MilesJuppIsMyBitch · 23/10/2021 11:28

@blissfulllife

There was a similar post some months ago. It was full of people saying their older relatives are the same. I was so relieved that it wasn't just my mil who does it. It's become a bit if a running joke nowadays.

I had to tell her that her son was starting chemo for a rare condition. He'd been unwell for some time. I was dreading having to tell her that he was so ill. So I gently broke it to her...and she replied alone the lines of "oh my lord, you know Jenny who lives above the shop!?, her sons cousin twice removed who lives on Mars and only eats cauliflower and has nasal polyps?....she's got that!!!!" (I'm exaggerating it wasn't Mars lol).
I was just gobsmacked. Had to literally stop her and say did she understand I was telling her that her son was seriously ill.

Weirdly it feels at the time I tell her something that it doesn't go into her brain and she just waffles on about who's died on the estate or who's started shopping at Aldi, then find out she did listen because she's gone around the whole family/friends and told them all about it.

Baffles me

This is so interesting, and something I see in my own family. (Sorry if I'm merailing - I can see the irony).

I think it's disassociation, isn't it?

OP, for example, I'm assuming your mum loves you.

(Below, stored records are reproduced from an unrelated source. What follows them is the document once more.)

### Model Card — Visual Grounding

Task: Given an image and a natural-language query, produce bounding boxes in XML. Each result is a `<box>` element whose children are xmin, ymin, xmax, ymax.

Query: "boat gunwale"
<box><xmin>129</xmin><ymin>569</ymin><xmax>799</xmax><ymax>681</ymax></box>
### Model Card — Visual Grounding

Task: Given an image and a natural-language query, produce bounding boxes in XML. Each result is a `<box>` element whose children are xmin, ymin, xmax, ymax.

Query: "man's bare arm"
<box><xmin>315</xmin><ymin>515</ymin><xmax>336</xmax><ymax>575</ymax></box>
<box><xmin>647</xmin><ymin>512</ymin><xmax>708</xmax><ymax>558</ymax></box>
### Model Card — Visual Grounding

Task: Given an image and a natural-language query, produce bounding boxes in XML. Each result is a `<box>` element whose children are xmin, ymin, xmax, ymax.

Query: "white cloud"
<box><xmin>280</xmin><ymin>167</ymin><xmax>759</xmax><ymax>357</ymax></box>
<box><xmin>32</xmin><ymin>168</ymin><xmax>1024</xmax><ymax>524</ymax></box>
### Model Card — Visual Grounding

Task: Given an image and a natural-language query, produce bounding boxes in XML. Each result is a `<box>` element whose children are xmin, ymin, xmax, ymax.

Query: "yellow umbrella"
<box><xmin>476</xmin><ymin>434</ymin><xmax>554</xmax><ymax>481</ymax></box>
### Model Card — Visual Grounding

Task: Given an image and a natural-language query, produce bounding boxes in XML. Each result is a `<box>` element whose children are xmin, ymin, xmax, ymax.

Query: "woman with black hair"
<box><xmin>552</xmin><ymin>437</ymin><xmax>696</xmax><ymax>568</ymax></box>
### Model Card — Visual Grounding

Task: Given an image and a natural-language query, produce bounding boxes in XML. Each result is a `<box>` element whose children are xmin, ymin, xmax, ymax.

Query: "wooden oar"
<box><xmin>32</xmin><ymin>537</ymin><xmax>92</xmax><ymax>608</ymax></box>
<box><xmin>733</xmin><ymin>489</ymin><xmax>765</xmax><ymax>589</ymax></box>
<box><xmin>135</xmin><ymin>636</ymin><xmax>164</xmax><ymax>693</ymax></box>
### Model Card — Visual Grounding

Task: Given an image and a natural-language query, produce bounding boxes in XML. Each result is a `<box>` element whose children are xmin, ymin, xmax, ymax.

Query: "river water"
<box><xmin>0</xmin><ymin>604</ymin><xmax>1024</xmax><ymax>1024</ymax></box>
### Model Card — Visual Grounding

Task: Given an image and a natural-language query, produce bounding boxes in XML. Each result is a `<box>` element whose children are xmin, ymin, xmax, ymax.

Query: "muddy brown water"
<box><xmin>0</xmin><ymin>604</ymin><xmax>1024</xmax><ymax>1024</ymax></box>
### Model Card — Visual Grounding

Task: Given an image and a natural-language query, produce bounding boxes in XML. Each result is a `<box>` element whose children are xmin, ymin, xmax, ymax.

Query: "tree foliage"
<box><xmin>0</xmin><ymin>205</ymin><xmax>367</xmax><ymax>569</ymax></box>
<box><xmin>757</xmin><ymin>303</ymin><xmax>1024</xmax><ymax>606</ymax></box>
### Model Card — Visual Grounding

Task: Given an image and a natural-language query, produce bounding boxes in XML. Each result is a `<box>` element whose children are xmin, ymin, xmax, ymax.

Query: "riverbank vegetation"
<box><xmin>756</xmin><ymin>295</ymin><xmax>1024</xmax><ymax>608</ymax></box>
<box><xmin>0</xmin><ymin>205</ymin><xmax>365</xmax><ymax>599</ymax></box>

Finding out that your child is suffering is emotionally hard. Letting her brain immediately jump to someone in a similar situation with whom she has no emotional connection may be a way of distancing herself from those difficult feelings.

I'm no psychologist, but that's how I explain my family's reactions.

Having said that, when I phoned my mum to tell her I was engaged, she launched into a story about her dog's swollen anal glands. I occasionally remind her of that, (but only when she's pissing me off).